Who are those workers? Largely racialized. Largely immigrant. Largely Toronto-based, and deeply tied to the Afro/Indo-Caribbean diaspora.

At the same time this tax reversal plays out nationally, Toronto faces another reckoning: who gets to feel safe in this city?

Recent protests have reignited demands to stop using police as mental health responders. The statistics don’t lie; African Caribbean residents are disproportionately subjected to force during these calls. Yet funding for community-based crisis response remains inconsistent, and transparency is thin.
If you’re Afro/Indo-Caribbean and navigating mental health, whether as a frontline worker, a parent, or a youth, it’s hard not to feel like your crisis needs to be palatable to be seen as legitimate.

Meanwhile, in Chinatown, a different kind of unveiling is happening. Community groups have exposed hidden histories of displacement, how development projects bulldozed Chinese businesses and homes without consultation. Sounds familiar?

Caribbean Torontonians know this script. From Little Jamaica’s gentrification to the shuttering of African Caribbean cultural hubs, the pattern is clear; our stories are erased, then tokenized. Our histories are paved over, then commodified.

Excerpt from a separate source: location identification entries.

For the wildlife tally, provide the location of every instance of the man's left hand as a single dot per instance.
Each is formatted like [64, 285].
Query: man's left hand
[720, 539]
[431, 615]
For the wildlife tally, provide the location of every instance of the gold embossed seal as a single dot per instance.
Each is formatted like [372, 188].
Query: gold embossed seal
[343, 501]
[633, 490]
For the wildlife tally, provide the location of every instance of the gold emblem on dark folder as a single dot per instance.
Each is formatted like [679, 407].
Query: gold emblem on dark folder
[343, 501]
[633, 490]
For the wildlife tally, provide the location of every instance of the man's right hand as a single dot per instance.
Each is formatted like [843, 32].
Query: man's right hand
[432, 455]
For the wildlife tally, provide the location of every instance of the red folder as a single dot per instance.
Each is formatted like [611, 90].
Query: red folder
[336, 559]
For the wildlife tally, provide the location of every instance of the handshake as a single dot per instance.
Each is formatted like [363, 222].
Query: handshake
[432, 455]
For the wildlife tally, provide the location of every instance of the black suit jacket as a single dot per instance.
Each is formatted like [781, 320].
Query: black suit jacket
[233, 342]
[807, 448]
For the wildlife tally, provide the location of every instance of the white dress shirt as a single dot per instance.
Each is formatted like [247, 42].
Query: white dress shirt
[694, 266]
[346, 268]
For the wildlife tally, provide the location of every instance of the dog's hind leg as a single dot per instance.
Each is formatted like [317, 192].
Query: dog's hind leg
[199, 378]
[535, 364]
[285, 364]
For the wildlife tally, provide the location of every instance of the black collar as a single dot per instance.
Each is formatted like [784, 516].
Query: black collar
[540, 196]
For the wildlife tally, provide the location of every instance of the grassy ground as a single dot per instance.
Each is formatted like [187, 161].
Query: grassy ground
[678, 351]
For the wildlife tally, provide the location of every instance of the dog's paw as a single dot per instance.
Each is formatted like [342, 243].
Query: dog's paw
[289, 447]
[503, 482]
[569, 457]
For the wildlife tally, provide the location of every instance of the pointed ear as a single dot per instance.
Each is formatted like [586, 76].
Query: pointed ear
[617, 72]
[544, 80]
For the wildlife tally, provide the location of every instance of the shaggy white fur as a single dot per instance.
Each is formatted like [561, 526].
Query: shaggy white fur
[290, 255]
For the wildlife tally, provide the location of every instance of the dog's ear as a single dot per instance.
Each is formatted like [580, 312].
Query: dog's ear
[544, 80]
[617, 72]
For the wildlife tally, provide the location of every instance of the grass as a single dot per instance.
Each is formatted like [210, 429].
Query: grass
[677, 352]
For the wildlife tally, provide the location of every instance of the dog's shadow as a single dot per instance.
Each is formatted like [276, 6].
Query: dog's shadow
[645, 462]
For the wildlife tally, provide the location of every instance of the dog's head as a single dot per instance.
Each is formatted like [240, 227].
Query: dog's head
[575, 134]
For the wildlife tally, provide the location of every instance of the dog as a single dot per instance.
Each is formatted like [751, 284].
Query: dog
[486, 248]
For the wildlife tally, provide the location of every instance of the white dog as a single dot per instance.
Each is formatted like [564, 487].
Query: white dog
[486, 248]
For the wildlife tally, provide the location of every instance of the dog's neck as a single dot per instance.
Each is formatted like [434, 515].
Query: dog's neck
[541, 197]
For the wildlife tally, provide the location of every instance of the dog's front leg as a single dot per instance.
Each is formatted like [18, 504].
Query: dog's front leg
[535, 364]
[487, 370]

Yet these grassroots efforts in Chinatown are sparking hope. They show the power of naming the past to reclaim the future. Afro/Indo-Caribbean groups are doing the same: documenting, archiving, demanding memorials, and building intergenerational legacies.

Scrapping the DST won’t suddenly lower your grocery bill, or stop landlords from hiking rent, but it sends a clear message: economic policy will always protect profit over people unless people push back.
This trade maneuver won’t impact everyone equally. Those with investment portfolios and international assets will be just fine, but the Caribbean Canadian freelancer trying to monetize their online content? Still underpaid, still overtaxed. The immigrant-owned delivery service trying to compete with Amazon? Good luck. The cultural curator trying to build economic independence through storytelling? Still unseen.

Toronto’s Afro/Indo-Caribbean communities deserve policies that work for us. Here are some questions we need to be asking our government:

• Why are racialized communities never at the trade table, but always in the fallout zone?
• Why does “economic growth” always mean “gentrification” in our neighborhoods?
• Why do we only hear about public safety when someone’s harmed, but never when communities are healing?

It’s time we ask more than just what’s happening; we need to ask who it’s happening for.
Policy doesn’t live on Parliament Hill. It lives on Keele street. On Malvern street. On Lawrence East. On St. Clair West. It’s shaped by the educators who feed kids out of pocket. The nonprofit leaders burned out by bureaucracy. The elders holding space in churches, mosques, and temples. The young workers inventing careers that didn’t exist ten years ago, because the old pathways were blocked.
The DST reversal is one piece of a bigger puzzle, and it’s not just about trade. When governments backpedal to please global powers, who’s left holding the bill?

Here’s what we need:
• Real consultation with racialized communities before major economic shifts
• Investment in digital equity, not just digital profit
• Local platforms supported by policy, not just tech giants protected by loopholes
• Recognition of our histories, not just when they’re convenient, but when they’re uncomfortable
• And safety, not just in crisis, but in everyday dignity

To Afro/Indo-Caribbean communities in Toronto: you don’t need to beg for seats at tables that were never set for you. It’s time to build new tables. Name the truths, and demand policies that honour (not exploit) our place in this city.